Sopko learned that her grandfather's name was being used on handbags when a woman in Dallas, Texas, purchased one of them from a store there. The woman did an Internet search on Piotrowski's name, found Sopko's article, and emailed Sopko.
Sopko called the situation "bizarre."
"And it disgusts me that a veteran’s service was commercialized, reduced to a commodity," she said. "How many others has this happened to?"
Sopko said she got very little assistance when she called Chloe & Lex to complain. A man who claimed to represent Myra Bag called Sopko from India, but she said the conversation "led nowhere."
"He couldn’t tell me who he worked for, only that management was not in and would be back next week," Sopko said. "The only thing he said was 'children' from 'the university' get images from the Internet.
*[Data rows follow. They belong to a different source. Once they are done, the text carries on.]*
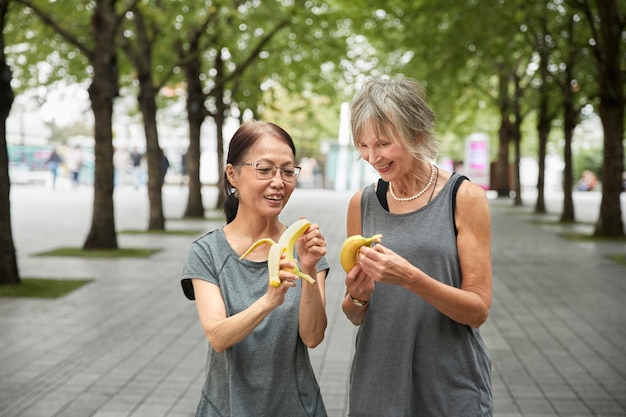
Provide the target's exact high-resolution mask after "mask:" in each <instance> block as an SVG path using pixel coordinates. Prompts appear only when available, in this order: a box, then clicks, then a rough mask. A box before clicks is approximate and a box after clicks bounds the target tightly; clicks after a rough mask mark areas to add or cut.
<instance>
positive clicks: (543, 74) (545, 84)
mask: <svg viewBox="0 0 626 417" xmlns="http://www.w3.org/2000/svg"><path fill="white" fill-rule="evenodd" d="M541 23H542V24H541V26H542V33H541V34H540V36H538V45H537V50H538V52H539V76H540V77H541V86H540V87H539V114H538V119H539V121H538V123H537V133H538V136H539V149H538V155H537V159H538V161H537V163H538V170H537V200H536V201H535V213H537V214H545V213H546V212H547V211H546V200H545V188H546V151H547V147H548V136H549V135H550V128H551V125H552V115H551V114H550V109H549V104H550V95H549V94H550V91H549V88H550V81H549V79H548V78H549V76H550V72H549V71H548V63H549V62H548V61H549V59H550V45H549V43H548V42H546V40H545V37H547V33H548V25H547V22H546V20H545V15H544V18H543V19H541Z"/></svg>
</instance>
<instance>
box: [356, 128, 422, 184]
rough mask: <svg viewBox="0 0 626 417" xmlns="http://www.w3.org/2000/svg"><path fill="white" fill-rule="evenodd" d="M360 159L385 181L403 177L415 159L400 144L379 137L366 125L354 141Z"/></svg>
mask: <svg viewBox="0 0 626 417" xmlns="http://www.w3.org/2000/svg"><path fill="white" fill-rule="evenodd" d="M356 143H357V146H358V149H359V152H360V154H361V158H363V159H364V160H365V161H367V162H369V164H370V165H371V166H372V167H374V169H376V171H378V173H379V174H380V176H381V178H382V179H383V180H385V181H393V180H394V179H396V178H400V177H402V176H404V175H405V174H406V173H407V172H408V171H410V169H411V168H412V167H414V165H415V158H414V157H413V155H412V154H411V153H410V152H409V151H408V150H407V149H406V147H404V146H403V145H402V144H401V143H400V142H398V141H396V140H394V139H392V138H387V137H383V136H381V135H379V133H378V132H377V131H376V129H374V126H373V124H372V123H367V124H366V125H365V127H364V128H363V130H362V132H361V137H359V138H358V139H357V141H356Z"/></svg>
I tried to explain why that is wrong, but he clearly didn’t get it."
The unidentified man would not give Sopko the name of a manager or any information about the factory that made the bags.
Sopko is getting better cooperation from the retailers who are selling the bags, including the store in Dallas that sold the bag to the woman who originally alerted Sopko to the problem.
The store, called Fete-ish, told Sopko in writing it would not sell the product again and that it had called Myra Bag's U.S. representative to complain.
"My father was a World War II veteran and to his dying day always had difficulty discussing that time in his life," owner Chad Vogel wrote to Sopko in a message she shared with Tube City Almanac. "I would never want to diminish his or any veteran’s contribution by commercializing their service.
Vogel told Sopko that the manufacturer's rep told him they were ordering the company to pull any merchandise with Piotrowski's name on it.
Above: Tom Piotrowski Sr. in a more recent photo. Courtesy Jennifer Sopko.
Piotrowski's family said they're not sure what would be just compensation for the misuse of their father and grandfather's identity, but that a donation of the profits to a veteran's organization would be the least the companies could do.
"It's hard for me to say, because in a way, they're honoring my father," Tom Piotrowski Jr. said. "But the way they did it is dishonorable. I want them to stop profiting from him."